Zuerst die Fakten: Für die meisten Infizierten ist das Coronavirus nicht gefährlicher als eine saisonale Grippe. Gesunde, jüngere Menschen müssen sich überhaupt keine Sorgen machen. Das Sterberisiko für Covid-19-Erkrankte liegt bei einem bis zwei Prozent; das heisst, fast 99 Prozent überleben. Gemäss Weltgesundheitsorganisation (WHO) fallen der saisonalen Grippe jährlich bis zu 650'000 Menschen zum Opfer, mehrere hundert allein in der Schweiz. Das Coronavirus wird gegenwärtig – bei erheblich weniger Infizierten – als leicht tödlicher eingeschätzt.
Was Corona gefährlicher macht als die Grippe: Es gibt bisher keinen Impfstoff, also auch keine Prävention für die Risikogruppe der älteren und kranken Menschen. Bei über 70-Jährigen verläuft die durch das Virus ausgelöste Lungenkrankheit bei acht Prozent der Erkrankungen tödlich, bei über 80-Jährigen sind es fast 15 Prozent.

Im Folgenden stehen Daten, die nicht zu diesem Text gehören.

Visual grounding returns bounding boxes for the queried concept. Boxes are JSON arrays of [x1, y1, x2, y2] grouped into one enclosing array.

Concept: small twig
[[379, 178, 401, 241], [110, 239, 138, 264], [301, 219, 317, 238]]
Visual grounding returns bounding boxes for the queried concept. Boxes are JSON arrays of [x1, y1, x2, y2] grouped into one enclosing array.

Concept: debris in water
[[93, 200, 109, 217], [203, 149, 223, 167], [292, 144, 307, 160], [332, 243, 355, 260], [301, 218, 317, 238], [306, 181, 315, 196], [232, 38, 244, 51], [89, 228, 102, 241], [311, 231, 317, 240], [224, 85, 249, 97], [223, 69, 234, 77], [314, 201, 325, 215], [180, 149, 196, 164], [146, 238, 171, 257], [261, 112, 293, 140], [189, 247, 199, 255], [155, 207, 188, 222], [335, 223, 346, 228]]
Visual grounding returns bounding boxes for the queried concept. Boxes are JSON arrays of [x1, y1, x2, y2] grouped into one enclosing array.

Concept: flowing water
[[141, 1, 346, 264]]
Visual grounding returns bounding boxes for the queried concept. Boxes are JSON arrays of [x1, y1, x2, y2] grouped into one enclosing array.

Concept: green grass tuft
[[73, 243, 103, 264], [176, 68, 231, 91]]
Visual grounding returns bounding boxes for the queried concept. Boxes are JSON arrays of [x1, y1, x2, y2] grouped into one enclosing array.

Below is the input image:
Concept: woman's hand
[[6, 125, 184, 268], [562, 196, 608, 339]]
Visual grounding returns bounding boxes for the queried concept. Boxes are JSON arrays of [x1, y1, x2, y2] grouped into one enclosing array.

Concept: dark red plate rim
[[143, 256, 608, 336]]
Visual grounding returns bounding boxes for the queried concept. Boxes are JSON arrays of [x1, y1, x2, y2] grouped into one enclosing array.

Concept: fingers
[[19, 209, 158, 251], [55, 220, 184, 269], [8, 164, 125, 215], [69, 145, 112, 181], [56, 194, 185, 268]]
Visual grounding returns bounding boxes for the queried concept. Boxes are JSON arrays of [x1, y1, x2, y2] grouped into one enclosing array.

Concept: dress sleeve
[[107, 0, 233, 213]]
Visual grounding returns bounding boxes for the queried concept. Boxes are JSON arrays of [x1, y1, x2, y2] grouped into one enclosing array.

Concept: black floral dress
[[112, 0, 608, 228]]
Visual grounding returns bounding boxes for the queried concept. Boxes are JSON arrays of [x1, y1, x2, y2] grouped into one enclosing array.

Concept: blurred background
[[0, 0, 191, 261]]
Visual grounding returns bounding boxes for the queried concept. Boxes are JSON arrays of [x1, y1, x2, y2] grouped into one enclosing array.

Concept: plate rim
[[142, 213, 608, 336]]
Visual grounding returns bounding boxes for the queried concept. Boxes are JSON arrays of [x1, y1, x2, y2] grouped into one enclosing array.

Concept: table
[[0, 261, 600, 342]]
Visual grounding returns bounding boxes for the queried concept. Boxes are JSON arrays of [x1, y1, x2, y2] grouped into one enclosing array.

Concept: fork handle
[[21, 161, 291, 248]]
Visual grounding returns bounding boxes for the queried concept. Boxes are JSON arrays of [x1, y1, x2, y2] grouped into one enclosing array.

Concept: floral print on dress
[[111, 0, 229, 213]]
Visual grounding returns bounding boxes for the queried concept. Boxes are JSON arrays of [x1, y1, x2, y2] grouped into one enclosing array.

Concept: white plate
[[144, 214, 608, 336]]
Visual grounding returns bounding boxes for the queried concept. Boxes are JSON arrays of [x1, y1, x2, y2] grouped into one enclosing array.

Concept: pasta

Deshalb ist es richtig, dass die Behörden alles daransetzen, die Verbreitung des Virus einzudämmen. Und wenn jetzt Grossanlass um Grossanlass abgesagt wird: der Engadin Skimarathon, der Genfer Autosalon, die Basler Fasnacht, die Uhrenmesse, Fussballspiele ... Kaum ein Ort ist effizienter zur Verbreitung von Krankheitserregern als eine Ansammlung Tausender von Menschen.
Dennoch gibt es keinen Grund, in Panik zu verfallen. Deutschlands Gesundheitsminister Jens Spahn (39) sagt treffend: «Wir empfehlen den Bürgerinnen und Bürgern, nicht hinter jedem Husten eine Corona-Infektion zu vermuten!»
Die Realität ist leider eine andere: Wer niest, erntet entsetzte Blicke. Konservenregale im Supermarkt werden leergefegt, als stünde ein Atomkrieg bevor. Und manche Zeitgenossen sind felsenfest überzeugt, jetzt sterbe gleich das halbe Land.
Die Corona-Epidemie ist kein Horrorfilm aus Hollywood, in dem ein hoch aggressives Virus die Menschheit auszulöschen droht, wie «Contagion» mit Matt Damon, «Outbreak» mit Dustin Hoffman oder «World War Z» mit Brad Pitt – Filme, die eine Urangst unserer Spezies zu Unterhaltung machen.
Der Psychiater Borwin Badelow (68), Experte für Angststörungen, stellte auf SRF das Geschehen in einen grösseren Zusammenhang: «Immer wenn eine Gefahr auftaucht, die neu und unberechenbar erscheint, haben wir davor mehr Angst als vor den bekannten Gefahren. Dann gerät das System aus der Balance.» Nach vier Wochen gewöhnten sich die Menschen an die neue Lage und gingen zum Alltag über.
Für Organisatoren von Grossveranstaltungen in der Schweiz, die viel Geld, Arbeit und Herzblut investiert haben, ist das natürlich kein Trost. Sie können nur schmerzhaft registrieren, wie das öffentliche Leben derzeit aus den Fugen zu geraten scheint.
«Eine Katastrophe» ist das allerdings nicht, wie jetzt manche sagen. Man denke nur an die Spanische Grippe, die 1918 zwischen 20 und 50 Millionen Todesopfer forderte. Eine Katastrophe wäre ein Virus, das tatsächlich für alle lebensgefährlich wäre.
So aber wird uns gerade eindrücklich vor Augen geführt, dass es keine Vollkaskoversicherung gegen jedes beliebige Risiko gibt – auch wenn wir in einer Welt leben, die keine Unsicherheiten mehr zu ertragen scheint, und sofort irritiert sind, wenn etwas anders läuft als gewohnt.
Spätestens in ein paar Monaten wird die Covid-19-Epidemie weitgehend an uns vorübergezogen sein, wie auch jede Grippesaison einmal ihr Ende hat.